Passing Atoms as Strings to/from Pascal or FORTRAN

This section describes passing atoms as pointers to fixed-length, blank-padded arrays of characters. This is the way to pass atoms as strings between Prolog and Pascal or FORTRAN. See fli-p2f-atm-spc for how to pass atoms as null-terminated strings between Prolog and C.

Implementation note: The foreign interface makes some assumptions about how string parameters are handled in Pascal and FORTRAN compilers. If a given Pascal or FORTRAN compiler has different conventions for the handling of string parameters, the interface will not work. The conventions are:

     Prolog:  +string(N)
     C:       Not supported
     Pascal:  type stringN = packed array [1..N] of char;
              var x: stringN
     FORTRAN: character*N
     

The argument must be instantiated to an atom, otherwise the call will signal an error. A character array, containing a copy of the characters of the atom, is passed by reference to the function. The text is truncated on the right or padded on the right with blanks to length N.

Note that the Pascal parameter is call-by-reference (var), the same as for the -string(N) case below.

     Prolog:  -string(N)
     C:       Not supported
     Pascal:  type stringN = packed array [1..N] of char;
              var x: stringN
     FORTRAN: character*N
     

A pointer to a character array of length N, initialized to all blanks, is passed to the function. It is assumed that the function will fill in this array. When the function returns, the atom that has the printed representation specified by the character array is unified with the corresponding argument of the Prolog call.

Trailing blanks in the character array are ignored. Thus if the foreign function sets a character array of length 6 to atom , Prolog will convert the result to the atom atom. Leading blanks are significant: if the foreign function returns this , the resulting atom is ' this'.

The argument can be of any type; if it cannot be unified with the returned atom, then the call fails. If the function does not fill in the character array, then the result is the null atom ''.

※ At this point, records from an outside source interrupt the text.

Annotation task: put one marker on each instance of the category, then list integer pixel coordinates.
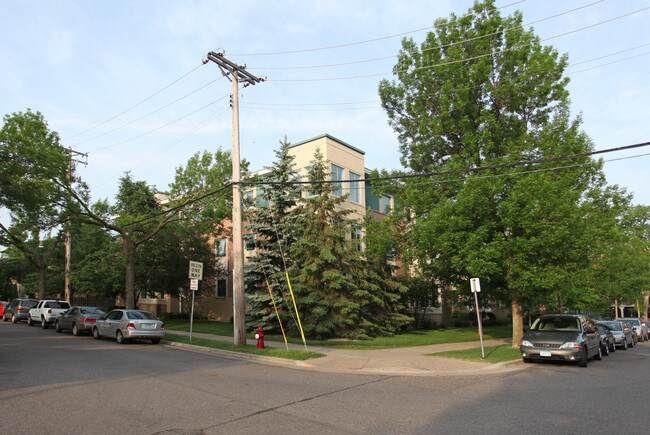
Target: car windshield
(92, 310)
(556, 324)
(614, 326)
(141, 315)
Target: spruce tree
(271, 228)
(326, 269)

     Prolog:  [-string(N)]
     C:       Not supported
     Pascal:  Not Supported
     FORTRAN: character*N function
     

This argument specification is valid only for FORTRAN. The FORTRAN function result is initialized to a blank-filled character array of length N. It is assumed that the function will fill this array. The atom that has the printed representation specified by the character array is unified with the corresponding argument of the Prolog call.

Trailing blanks in the character array are ignored, as for the -string(N) case above.

The argument can be of any type; if it cannot be unified with the returned atom, then the call fails. If the function does not fill in the character array, then the result is the null atom ''.